A numerical study of stellar discs in galactic nuclei

Taras Panamarev, Bence Kocsis

Published 2022-07-13Version 1

We explore the dynamics of stellar discs in the close vicinity of a supermassive black hole (SMBH) by means of direct $N$-body simulations. We show that in the absence of a spherical star cluster an isolated nuclear stellar disc exhibits anisotropic mass segregation meaning that massive stars settle to lower orbital inclinations and more circular orbits than the light stars. However, in systems in which the stellar disc is embedded in a much more massive isotropic stellar cluster, anisotropic mass segregation tends to be suppressed. In both cases, an initially thin stellar disc becomes thicker, especially in the inner parts due to the fluctuating anisotropy in the spherical component. We find that vector resonant relaxation is quenched in the disc by nodal precession, but it is still the most efficient relaxation process around SMBHs of mass $10^6M_\odot$ and above. Two body relaxation may dominate for less massive SMBHs found in dwarf galaxies. Stellar discs embedded in massive isotropic stellar clusters ultimately tend to become isotropic on the local two-body relaxation time-scale.
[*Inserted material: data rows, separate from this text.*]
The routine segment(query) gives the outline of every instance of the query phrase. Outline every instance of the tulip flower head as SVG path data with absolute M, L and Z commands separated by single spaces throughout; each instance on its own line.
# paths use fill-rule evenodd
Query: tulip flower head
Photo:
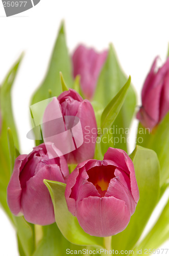
M 49 127 L 47 125 L 48 117 L 55 117 L 56 112 L 58 109 L 58 102 L 60 108 L 62 111 L 62 116 L 64 118 L 65 125 L 61 125 L 61 122 L 57 121 L 56 120 L 55 125 L 52 127 Z M 47 106 L 43 116 L 43 135 L 45 138 L 49 138 L 49 134 L 51 131 L 53 134 L 63 134 L 63 130 L 65 130 L 65 126 L 72 126 L 70 125 L 72 122 L 72 118 L 70 118 L 70 122 L 69 123 L 69 118 L 70 117 L 77 117 L 81 123 L 80 131 L 78 132 L 77 131 L 75 133 L 74 140 L 76 141 L 81 141 L 80 146 L 74 150 L 70 150 L 68 154 L 64 154 L 65 158 L 68 163 L 79 163 L 87 159 L 93 158 L 95 148 L 96 141 L 97 136 L 97 123 L 95 113 L 91 103 L 87 99 L 83 100 L 81 97 L 74 90 L 70 89 L 63 92 L 56 99 L 55 97 L 52 101 Z M 54 118 L 53 118 L 54 119 Z M 66 120 L 68 120 L 66 123 Z M 47 124 L 46 126 L 45 124 Z M 62 128 L 61 126 L 64 126 Z M 70 127 L 69 128 L 70 129 Z M 93 133 L 92 131 L 96 131 L 96 132 Z M 68 141 L 69 142 L 69 141 Z M 64 147 L 67 148 L 68 145 L 67 140 L 62 140 L 60 142 L 62 144 L 63 150 L 61 151 L 64 152 Z M 59 147 L 59 146 L 58 146 Z
M 142 106 L 136 116 L 143 125 L 151 130 L 169 111 L 169 58 L 156 71 L 157 59 L 156 57 L 144 83 Z
M 80 84 L 85 97 L 92 99 L 97 81 L 107 56 L 107 51 L 98 53 L 92 48 L 80 45 L 74 51 L 72 61 L 73 75 L 80 75 Z
M 52 144 L 48 146 L 58 152 Z M 44 143 L 34 147 L 27 155 L 20 155 L 16 159 L 7 188 L 11 211 L 16 216 L 23 215 L 27 221 L 34 224 L 54 223 L 53 205 L 43 180 L 65 183 L 69 175 L 64 157 L 49 159 Z
M 68 178 L 65 197 L 87 233 L 108 237 L 122 231 L 139 199 L 131 160 L 124 151 L 109 147 L 103 160 L 78 164 Z

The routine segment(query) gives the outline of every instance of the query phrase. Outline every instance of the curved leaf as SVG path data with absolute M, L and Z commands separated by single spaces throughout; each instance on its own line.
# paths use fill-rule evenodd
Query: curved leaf
M 63 235 L 71 243 L 79 245 L 103 247 L 103 239 L 86 233 L 77 218 L 68 210 L 65 197 L 66 184 L 44 180 L 52 200 L 57 224 Z
M 101 110 L 105 108 L 107 103 L 115 97 L 127 80 L 127 77 L 120 67 L 113 46 L 110 45 L 107 60 L 98 79 L 94 98 L 94 101 L 99 103 Z M 130 126 L 135 105 L 135 91 L 133 87 L 130 86 L 123 105 L 113 124 L 113 126 L 118 129 L 118 133 L 114 135 L 114 137 L 117 138 L 116 147 L 125 151 L 127 150 L 127 134 L 124 131 Z M 124 138 L 123 140 L 121 139 L 122 137 Z
M 60 72 L 62 72 L 65 82 L 69 88 L 72 88 L 73 79 L 70 57 L 66 46 L 64 24 L 61 24 L 50 59 L 47 75 L 42 83 L 34 93 L 31 105 L 48 98 L 49 90 L 54 96 L 59 96 L 62 92 Z M 36 116 L 38 116 L 38 113 Z M 39 117 L 38 123 L 41 123 L 42 117 Z
M 130 158 L 133 162 L 139 192 L 139 200 L 127 228 L 112 237 L 112 248 L 129 250 L 141 235 L 159 195 L 160 167 L 156 154 L 137 146 Z

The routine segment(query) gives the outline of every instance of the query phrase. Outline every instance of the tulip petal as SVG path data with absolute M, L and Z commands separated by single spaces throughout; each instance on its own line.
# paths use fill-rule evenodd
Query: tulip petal
M 131 195 L 130 188 L 127 187 L 128 184 L 124 184 L 124 179 L 125 179 L 126 180 L 127 178 L 130 183 L 129 178 L 128 177 L 126 177 L 127 175 L 124 172 L 123 172 L 122 174 L 120 170 L 118 170 L 118 172 L 116 172 L 116 175 L 118 172 L 119 177 L 111 179 L 104 196 L 108 197 L 113 196 L 116 198 L 124 201 L 129 209 L 131 215 L 132 215 L 134 212 L 136 204 Z M 128 181 L 127 181 L 127 183 L 128 183 Z
M 84 100 L 81 102 L 76 116 L 79 118 L 81 122 L 83 142 L 81 146 L 76 150 L 65 155 L 67 162 L 71 163 L 80 163 L 84 160 L 93 158 L 97 136 L 97 123 L 94 112 L 91 104 L 88 100 Z M 92 132 L 93 128 L 96 130 L 96 132 L 94 134 Z
M 73 55 L 74 77 L 80 75 L 82 90 L 88 99 L 91 99 L 94 95 L 107 55 L 107 51 L 98 53 L 93 49 L 88 49 L 82 45 L 80 45 Z
M 64 182 L 58 165 L 45 165 L 27 182 L 21 197 L 25 220 L 41 225 L 49 225 L 55 221 L 52 201 L 43 183 L 44 179 Z
M 21 166 L 26 161 L 26 155 L 20 155 L 15 160 L 14 170 L 7 187 L 7 201 L 11 212 L 18 215 L 22 212 L 21 204 L 22 189 L 19 181 Z
M 168 59 L 169 60 L 169 58 Z M 169 61 L 168 62 L 169 63 Z M 168 71 L 166 74 L 163 80 L 162 89 L 160 105 L 159 121 L 162 120 L 169 111 L 169 67 Z
M 108 237 L 126 227 L 130 214 L 124 201 L 113 197 L 89 197 L 77 203 L 77 218 L 84 231 L 91 236 Z
M 155 78 L 155 76 L 156 75 L 155 70 L 157 66 L 157 61 L 158 59 L 159 59 L 158 56 L 157 56 L 155 58 L 152 64 L 152 66 L 150 69 L 150 72 L 149 73 L 147 77 L 146 77 L 145 81 L 144 83 L 143 90 L 142 92 L 142 100 L 145 97 L 147 97 L 147 93 L 150 90 L 151 90 L 152 87 L 153 86 L 154 79 Z
M 139 191 L 134 165 L 127 153 L 122 150 L 109 147 L 104 155 L 104 159 L 111 160 L 114 165 L 123 170 L 127 174 L 130 175 L 131 193 L 135 201 L 137 202 L 139 200 Z

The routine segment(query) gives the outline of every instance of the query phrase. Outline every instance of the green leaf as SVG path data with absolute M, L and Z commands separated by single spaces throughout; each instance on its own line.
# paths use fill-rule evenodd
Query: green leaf
M 97 138 L 97 140 L 101 139 L 100 146 L 103 156 L 107 152 L 109 147 L 114 147 L 114 137 L 111 131 L 108 130 L 107 132 L 105 133 L 101 138 L 98 137 Z
M 42 83 L 34 94 L 31 105 L 47 99 L 49 90 L 52 91 L 54 96 L 59 96 L 62 92 L 60 82 L 60 72 L 62 72 L 68 87 L 72 88 L 73 79 L 71 61 L 66 46 L 63 23 L 61 24 L 47 75 Z M 38 116 L 38 113 L 36 115 L 37 117 Z M 39 114 L 39 120 L 37 120 L 37 123 L 42 123 L 41 119 L 42 116 Z
M 20 154 L 15 146 L 12 132 L 9 127 L 8 128 L 7 134 L 8 147 L 11 161 L 11 174 L 12 174 L 14 166 L 15 159 L 20 155 Z
M 112 248 L 132 249 L 139 238 L 159 195 L 160 167 L 156 154 L 137 146 L 130 158 L 133 162 L 139 192 L 139 200 L 127 228 L 112 237 Z
M 22 56 L 22 54 L 9 71 L 0 88 L 0 111 L 2 116 L 2 127 L 0 134 L 0 203 L 12 221 L 13 221 L 12 214 L 6 200 L 7 187 L 11 175 L 7 129 L 8 127 L 10 127 L 14 143 L 19 148 L 18 136 L 13 115 L 11 94 L 12 86 Z
M 84 99 L 85 97 L 81 89 L 80 80 L 80 76 L 79 75 L 77 75 L 74 81 L 73 89 L 76 91 L 83 99 Z
M 16 157 L 19 153 L 14 145 L 11 130 L 8 129 L 8 140 L 12 173 Z M 25 256 L 32 256 L 35 250 L 34 225 L 27 222 L 23 217 L 12 216 L 17 230 L 18 248 L 20 253 Z
M 44 180 L 52 200 L 57 224 L 63 235 L 71 243 L 79 245 L 103 246 L 103 239 L 86 233 L 77 218 L 69 211 L 65 197 L 66 184 Z
M 150 133 L 139 124 L 137 144 L 154 150 L 160 165 L 160 187 L 169 178 L 169 112 L 159 125 Z
M 82 250 L 81 246 L 71 244 L 64 238 L 56 223 L 42 228 L 43 237 L 33 256 L 61 256 L 66 255 L 66 249 Z
M 62 75 L 62 73 L 60 72 L 60 74 L 61 82 L 62 88 L 62 91 L 64 92 L 65 91 L 69 91 L 69 88 L 67 87 L 67 85 L 66 84 L 65 81 L 64 80 L 64 79 L 63 75 Z
M 129 76 L 126 83 L 104 109 L 101 117 L 102 135 L 105 133 L 104 129 L 109 129 L 117 118 L 126 97 L 131 77 Z
M 166 55 L 166 58 L 168 58 L 169 57 L 169 43 L 168 44 L 168 51 L 167 51 L 167 54 Z
M 127 76 L 120 67 L 114 47 L 110 45 L 107 60 L 98 79 L 94 98 L 94 101 L 99 102 L 100 109 L 106 107 L 118 93 L 127 80 Z M 127 149 L 127 134 L 124 131 L 130 127 L 135 105 L 135 93 L 133 87 L 130 86 L 124 104 L 113 125 L 113 126 L 118 128 L 118 132 L 114 135 L 118 141 L 116 147 L 125 151 Z
M 169 201 L 163 209 L 160 217 L 150 232 L 138 246 L 144 249 L 159 248 L 169 239 Z

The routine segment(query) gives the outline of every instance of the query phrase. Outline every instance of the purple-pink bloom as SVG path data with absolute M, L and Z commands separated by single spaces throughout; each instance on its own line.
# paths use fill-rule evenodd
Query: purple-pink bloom
M 142 106 L 137 118 L 145 127 L 152 130 L 169 111 L 169 58 L 163 66 L 156 67 L 154 61 L 145 81 L 142 93 Z
M 78 164 L 68 178 L 65 198 L 69 210 L 87 233 L 97 237 L 119 233 L 139 200 L 131 160 L 124 151 L 109 147 L 102 161 Z
M 79 163 L 87 159 L 93 158 L 97 136 L 97 128 L 95 113 L 91 103 L 87 99 L 83 100 L 81 97 L 73 89 L 63 92 L 58 97 L 58 100 L 65 120 L 64 121 L 65 119 L 69 120 L 69 117 L 77 117 L 79 119 L 81 126 L 81 133 L 80 132 L 80 131 L 79 133 L 76 132 L 76 137 L 74 138 L 75 142 L 78 140 L 81 141 L 81 139 L 83 142 L 79 147 L 77 147 L 77 148 L 72 152 L 70 150 L 70 153 L 64 155 L 67 162 L 71 164 Z M 60 134 L 61 136 L 62 136 L 63 132 L 63 127 L 62 127 L 63 125 L 60 120 L 59 120 L 57 122 L 57 119 L 56 119 L 55 124 L 52 125 L 51 127 L 48 126 L 47 124 L 49 116 L 50 119 L 52 119 L 52 116 L 55 117 L 58 110 L 57 99 L 54 98 L 47 105 L 43 116 L 43 133 L 44 138 L 49 137 L 50 133 L 51 134 L 51 136 L 58 134 Z M 46 126 L 45 124 L 47 124 Z M 67 126 L 67 124 L 66 124 L 65 126 Z M 72 137 L 73 137 L 73 134 Z M 53 138 L 53 137 L 51 138 Z M 67 139 L 62 140 L 60 142 L 63 149 L 64 147 L 69 146 L 68 142 L 69 141 Z
M 50 147 L 58 152 L 52 144 Z M 20 155 L 16 159 L 7 188 L 11 211 L 15 216 L 23 215 L 32 223 L 44 225 L 54 223 L 53 205 L 43 180 L 66 183 L 69 175 L 64 157 L 49 159 L 44 143 L 34 147 L 29 155 Z
M 80 45 L 74 51 L 72 61 L 73 75 L 80 75 L 82 92 L 89 99 L 92 99 L 101 70 L 107 56 L 107 51 L 100 53 L 93 48 Z

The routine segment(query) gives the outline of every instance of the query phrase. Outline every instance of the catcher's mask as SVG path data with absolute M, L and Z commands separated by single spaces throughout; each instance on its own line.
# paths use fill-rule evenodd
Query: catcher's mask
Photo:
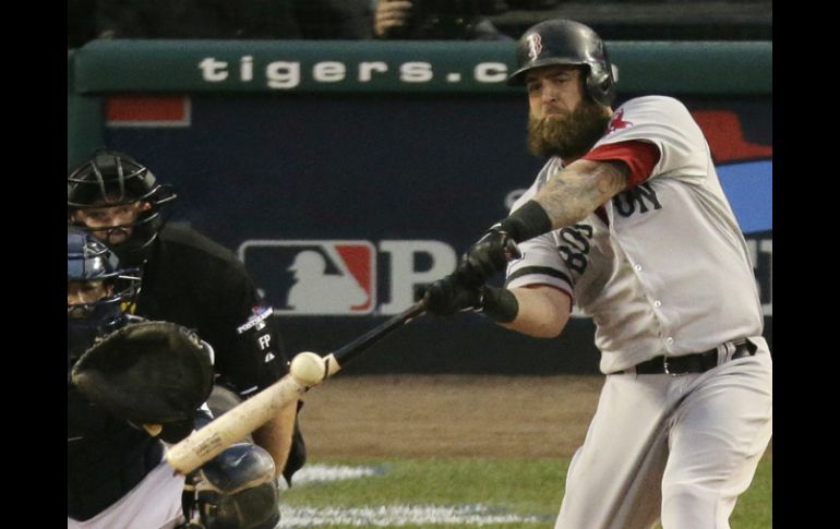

Our simulations show that the dynamics of young stars at the centre of the Milky Way is mostly driven by vector resonant relaxation leading to an anticorrelation between the scatter of orbital inclinations and distance from the SMBH. If the $S$-stars formed in a disc less than 10 Myr ago, the root-sum-squared mass of objects must be 500--$1000M_\odot$ within 0.05pc to reproduce the observed scatter of angular momenta, consistent with a cusp of stellar mass black holes or an intermediate mass black hole with mass up to $1000M_\odot$ in this region.